As terras dos Yanomami, nas florestas de Roraima e no Amazonas, ocupam perto de dez milhões de hectares e nelas vivem mais de 30 mil pessoas. São territórios demarcados desde 1992 mas têm vindo a ser invadidas por garimpeiros, sobretudo a partir de 2016. A situação intensificou-se durante o governo de Bolsonaro e deixa um rasto de devastação ambiental, com a contaminação dos rios, por exemplo, para além da proliferação de doenças que são letais para os indígenas. Apenas no ano passado, registaram-se 11.530 casos de malária na região.

Lula fala em genocídio, Bolsonaro em Internet

Quando visitou os territórios indígenas, Lula utilizou claramente a expressão genocídio para qualificar o que se estava a passar: “mais do que uma crise humanitária, o que vi em Roraima foi um genocídio: um crime premeditado contra os Yanomami, cometido por um governo insensível ao sofrimento”.

Bolsonaro reagiu de maneira diferente. Durante o seu mandato presidencial, criticou a dimensão das reservas, prometeu abri-las à exploração mineira e reduziu proteções ambientais. E esta terça-feira, perante alguns apoiantes em Orlando, nos Estados Unidos, disse, segundo a Folha de São Paulo, que quando numa viagem a São Gabriel da Cachoeira, no Amazonas, perguntou a indígenas Yanomami o que queriam a resposta foi “Internet”.

Segundo ele, “nós temos o que o Brasil precisa para o agro.

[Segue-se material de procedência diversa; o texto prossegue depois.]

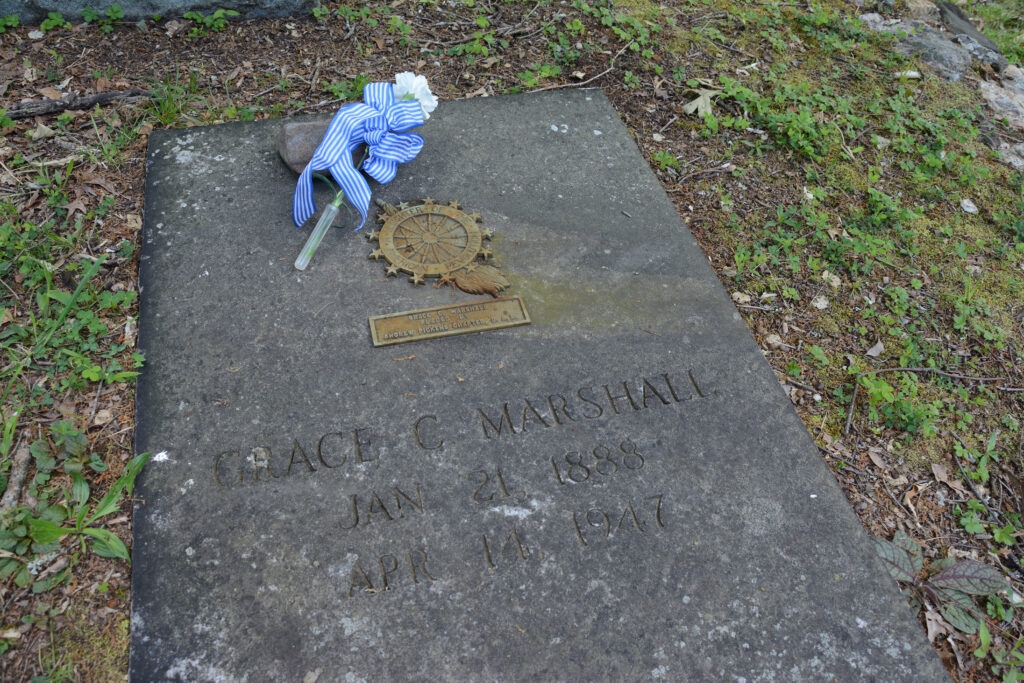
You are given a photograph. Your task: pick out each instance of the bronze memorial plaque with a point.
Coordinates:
(619, 491)
(446, 321)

Alguns estão em terras indígenas. Tem um projeto na Câmara, que acho que não vai para frente agora, para poder explorar isso, dando royalties para os indígenas, se assim eles concordarem. Muitas tribos, muitas etnias passaram a investir no agro, o [povo] Paresi já vinha investindo lá em Mato Grosso, outras vieram. Levamos internet para as aldeias. Eu tive uma vez lá em São Gabriel [da Cachoeira], conversei com alguns yanomamis. Eu perguntei: o que vocês querem? Internet.”

Já muitos dos seus apoiantes nas redes sociais, como mostra o Notícias UOL, trataram de atacar a ação de socorro de emergência militar desencadeada no Roraima ou de ironizar com a fome dos Yanomamis ou de os tratar como venezuelanos e não brasileiros.